Barack Obama: Trump n'est "pas qualifié" pour être président des Etats-Unis

04 Août, 2016, 04:19 | Auteur: Aubrey Nash
  • La tombe du capitaine Humayun Khan mort en Irak en 2004 en tentant de sauver ses hommes à Arlington en Virginie le 1er août 2016

Avec une férocité peu habituelle, Barack Obama a étrillé le candidat républicain en affirmant, mardi 2 août, qu'il n'était " pas qualifié pour être président ". " a-t-il demandé alors que le président de la Chambre des représentants, du chef de la majorité au Sénat et de républicains de premier ordre comme John McCain critiquent régulièrement leur candidat pour ses dérapages".

Le père du capitaine Khan, invité à parler à la convention démocrate, avait notamment critiqué le projet de Donald Trump d'interdire à tous les musulmans l'entrée sur le territoire américain.

En dénigrant par la suite les parents éplorés d'un soldat américain de religion musulmane tombé au combat pour les États-Unis, Trump a réussi à combiner sa hargne islamophobe à son indifférence légendaire aux vétérans américains. Mme Khan s'est depuis défendue en expliquant qu'elle ne s'est pas exprimée simplement parce-que au moment où son époux livrait son discours, des photos de son fils défunt étaient diffusées et cela lui était insupportable.
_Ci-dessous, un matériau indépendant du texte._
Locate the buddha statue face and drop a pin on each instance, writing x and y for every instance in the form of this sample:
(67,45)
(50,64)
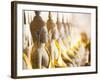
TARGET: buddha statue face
(43,36)
(37,13)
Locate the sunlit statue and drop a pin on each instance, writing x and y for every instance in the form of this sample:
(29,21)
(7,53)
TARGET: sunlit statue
(36,24)
(83,51)
(40,55)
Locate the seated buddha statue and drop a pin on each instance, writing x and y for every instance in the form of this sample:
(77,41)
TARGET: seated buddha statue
(40,56)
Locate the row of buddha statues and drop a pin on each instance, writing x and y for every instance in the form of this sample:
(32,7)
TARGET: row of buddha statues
(48,44)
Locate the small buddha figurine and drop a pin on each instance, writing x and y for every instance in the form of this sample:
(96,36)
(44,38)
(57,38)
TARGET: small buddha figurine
(84,50)
(40,56)
(55,50)
(36,24)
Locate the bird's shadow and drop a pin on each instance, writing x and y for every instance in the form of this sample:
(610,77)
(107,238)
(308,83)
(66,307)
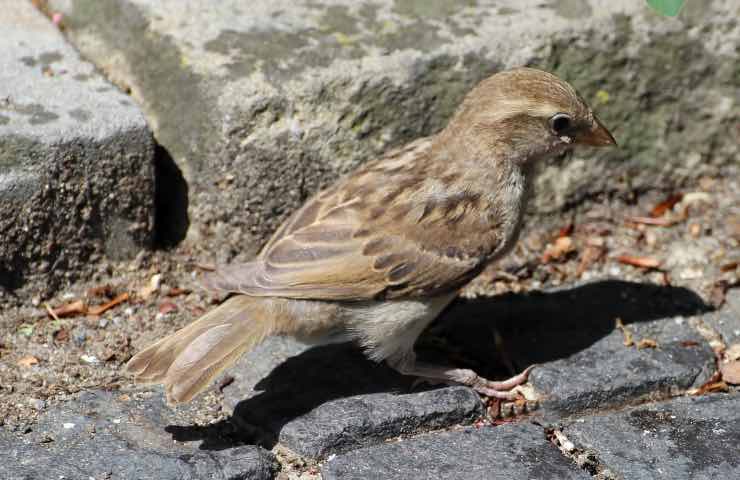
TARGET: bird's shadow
(492,335)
Hillary Clinton dispose même d'un avantage encore plus conséquent selon une autre enquête d'opinion CNN-ORC, qui lui donne 52% des intentions de vote, contre 43% à M. Trump. Répondant au nom de Ghazala, elle était là pour soutenir son mari et honorer leur fils. Le milliardaire a répondu en critiquant la mère du soldat, restée silencieuse. "Moi, j'aime les gens qui n'ont pas été capturés", avait lancé le milliardaire il y a un an. Car c'est là l'enjeu de la campagne pour Trump, prouver à Obama et aux démocrates qu'il peut devenir président.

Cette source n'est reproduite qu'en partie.